= Cubic honeycomb honeycomb =

Cubic honeycomb honeycomb
(No image)
| Type | Hyperbolic regular honeycomb |
| Schläfli symbol | {4,3,4,3} {4,3^{1,1,1}} |
| Coxeter diagram | ↔ ↔ |
| 4-faces | {4,3,4} |
| Cells | {4,3} |
| Faces | {4} |
| Face figure | {3} |
| Edge figure | {4,3} |
| Vertex figure | {3,4,3} |
| Dual | Order-4 24-cell honeycomb |
| Coxeter group | R_{4}, [4,3,4,3] |
| Properties | Regular |

In the geometry of hyperbolic 4-space, the cubic honeycomb honeycomb is one of two paracompact regular space-filling tessellations (or honeycombs). It is called paracompact because it has infinite facets, whose vertices exist on 3-horospheres and converge to a single ideal point at infinity. With Schläfli symbol {4,3,4,3}, it has three cubic honeycombs around each face, and with a {3,4,3} vertex figure. Acronym: chont

It is dual to the order-4 24-cell honeycomb.

== Related honeycombs ==
It is related to the Euclidean 4-space 16-cell honeycomb, {3,3,4,3}, which also has a 24-cell vertex figure.
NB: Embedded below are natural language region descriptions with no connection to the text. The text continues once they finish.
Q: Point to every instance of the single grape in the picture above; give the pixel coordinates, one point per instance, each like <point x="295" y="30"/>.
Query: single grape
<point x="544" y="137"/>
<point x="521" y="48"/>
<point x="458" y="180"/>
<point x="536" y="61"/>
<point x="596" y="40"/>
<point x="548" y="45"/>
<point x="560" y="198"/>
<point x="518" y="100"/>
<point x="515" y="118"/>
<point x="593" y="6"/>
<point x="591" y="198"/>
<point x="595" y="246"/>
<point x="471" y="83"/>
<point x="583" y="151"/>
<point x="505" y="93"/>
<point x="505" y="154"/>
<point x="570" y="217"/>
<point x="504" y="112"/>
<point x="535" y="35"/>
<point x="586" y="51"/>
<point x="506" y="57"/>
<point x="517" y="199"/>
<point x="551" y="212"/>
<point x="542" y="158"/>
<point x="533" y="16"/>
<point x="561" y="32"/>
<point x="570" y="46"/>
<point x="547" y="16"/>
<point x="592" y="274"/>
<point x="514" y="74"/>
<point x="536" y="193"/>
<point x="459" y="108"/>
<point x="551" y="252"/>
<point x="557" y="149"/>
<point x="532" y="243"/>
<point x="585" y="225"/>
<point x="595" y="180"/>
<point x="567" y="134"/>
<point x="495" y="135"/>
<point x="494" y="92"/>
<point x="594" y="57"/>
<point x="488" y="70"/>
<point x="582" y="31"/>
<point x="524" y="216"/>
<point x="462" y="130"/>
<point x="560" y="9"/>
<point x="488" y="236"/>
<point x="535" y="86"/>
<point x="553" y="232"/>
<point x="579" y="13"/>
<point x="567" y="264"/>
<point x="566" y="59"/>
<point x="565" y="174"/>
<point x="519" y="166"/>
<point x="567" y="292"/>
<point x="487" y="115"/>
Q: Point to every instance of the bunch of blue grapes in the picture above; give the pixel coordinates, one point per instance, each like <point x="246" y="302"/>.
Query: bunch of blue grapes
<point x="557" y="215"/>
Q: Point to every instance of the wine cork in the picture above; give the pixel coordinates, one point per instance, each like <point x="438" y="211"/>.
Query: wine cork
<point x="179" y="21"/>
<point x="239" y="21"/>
It is analogous to the paracompact tesseractic honeycomb honeycomb, {4,3,3,4,3}, in 5-dimensional hyperbolic space, square tiling honeycomb, {4,4,3}, in 3-dimensional hyperbolic space, and the order-3 apeirogonal tiling, {∞,3} of 2-dimensional hyperbolic space, each with hypercube honeycomb facets.